Is the European Monetary System converging to integration?

Is the European Monetary System converging to integration?
Notice: This research summary and analysis were automatically generated using AI technology. For absolute accuracy, please refer to the [Original Paper Viewer] below or the Original ArXiv Source.

The emerging system at the European level can be conceptualized as a pattern of relations among member states that tends to be reproduced despite disturbances in individual trajectories. The Markov property is used as an indicator of systemness in the distribution. The individual trajectories of nations participating in the European Monetary System is assessed using an information theoretical model that is consistent with the Markov property in the multivariate case. Economic and monetary integration are analyzed using independent data sets. Increasing integration can be retrieved in both of these dimensions, notably since the currency crises of 1992 and 1993. However, the dynamics for countries which have strongly coupled their currency to the German Mark are different from those which did not. Additionally, developments in inflation and exchange rates at the European level are assessed in relation to global developments.


💡 Research Summary

The paper investigates whether a genuine European monetary system is emerging from the collection of national economies, using the Markov property and information‑theoretic measures as indicators of “systemness.” The authors treat each country as a node in a network of exchange‑rate relations and ask whether the pattern of these relations persists over time despite disturbances at the individual‑country level. To answer this, they construct two parallel data sets: (1) nominal exchange rates among EMS members (the “political” dimension, reflecting the Maastricht convergence criteria) and (2) real effective exchange rates (REER) together with consumer‑price‑index data (the “economic” dimension, reflecting purchasing‑power‑parity).

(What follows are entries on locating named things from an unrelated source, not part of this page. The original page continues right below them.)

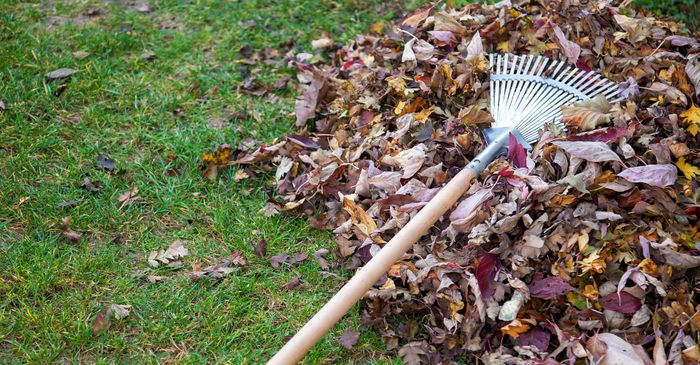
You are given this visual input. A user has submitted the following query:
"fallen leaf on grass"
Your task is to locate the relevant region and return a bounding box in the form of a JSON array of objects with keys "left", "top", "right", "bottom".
[
  {"left": 61, "top": 217, "right": 83, "bottom": 243},
  {"left": 72, "top": 51, "right": 90, "bottom": 60},
  {"left": 294, "top": 71, "right": 326, "bottom": 126},
  {"left": 97, "top": 154, "right": 117, "bottom": 171},
  {"left": 189, "top": 252, "right": 246, "bottom": 279},
  {"left": 311, "top": 37, "right": 333, "bottom": 49},
  {"left": 109, "top": 304, "right": 131, "bottom": 320},
  {"left": 80, "top": 177, "right": 101, "bottom": 193},
  {"left": 92, "top": 304, "right": 131, "bottom": 335},
  {"left": 282, "top": 276, "right": 301, "bottom": 290},
  {"left": 287, "top": 252, "right": 309, "bottom": 265},
  {"left": 253, "top": 238, "right": 267, "bottom": 259},
  {"left": 338, "top": 329, "right": 360, "bottom": 350},
  {"left": 45, "top": 68, "right": 78, "bottom": 80},
  {"left": 270, "top": 253, "right": 289, "bottom": 269},
  {"left": 117, "top": 186, "right": 140, "bottom": 209},
  {"left": 314, "top": 248, "right": 330, "bottom": 270},
  {"left": 399, "top": 341, "right": 426, "bottom": 365},
  {"left": 270, "top": 252, "right": 309, "bottom": 268},
  {"left": 148, "top": 240, "right": 190, "bottom": 268},
  {"left": 56, "top": 199, "right": 83, "bottom": 210}
]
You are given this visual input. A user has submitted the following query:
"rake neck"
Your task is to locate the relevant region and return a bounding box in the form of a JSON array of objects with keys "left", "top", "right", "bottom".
[{"left": 467, "top": 128, "right": 518, "bottom": 174}]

Shannon’s entropy and Theil’s dynamic information measure are extended to the multivariate case. For each year the normalized distribution of exchange‑rate or price variables across countries is taken as a probability vector p. The actual distribution in the following year is q. The information gain I = Σ q log(q/p) quantifies how much the observed change deviates from a given prediction. Two competing predictions are generated: (a) a univariate autoregressive forecast for each country taken separately, and (b) a multivariate forecast that assumes the whole system follows a first‑order Markov chain, i.e., the current distribution alone determines the next one. If the multivariate prediction yields a lower expected information (positive I when compared with the univariate case), the system exhibits Markov‑consistent “systemness.”

Applying this framework to data from 1979 to 1996, the authors find that after the currency crises of 1992‑93 the nominal‑exchange‑rate distribution aligns closely with the Markov prediction, indicating a strengthening of systemness. Countries tightly coupled to the German Mark (Germany, the Netherlands, Belgium) form a core sub‑network with very narrow fluctuation bands, while the United Kingdom, Denmark, Sweden and others display wider bands and contribute less to the emerging system. In the economic dimension, REERs gradually converge toward a common mean and inflation differentials shrink, suggesting a parallel but slower process of economic integration.

The study demonstrates that political convergence (fixed nominal rates) and economic convergence (real rates and price levels) can be assessed independently using the same information‑theoretic machinery. It also shows that traditional cointegration or PPP tests, which focus on pairwise relationships, miss the multivariate network dynamics captured by the Markov‑based approach. The authors conclude that the European Monetary System has indeed become more integrated in both dimensions, yet heterogeneity among member states remains. Full monetary union therefore still requires additional structural adjustments and coordinated policy to bring all countries into the same systemic regime.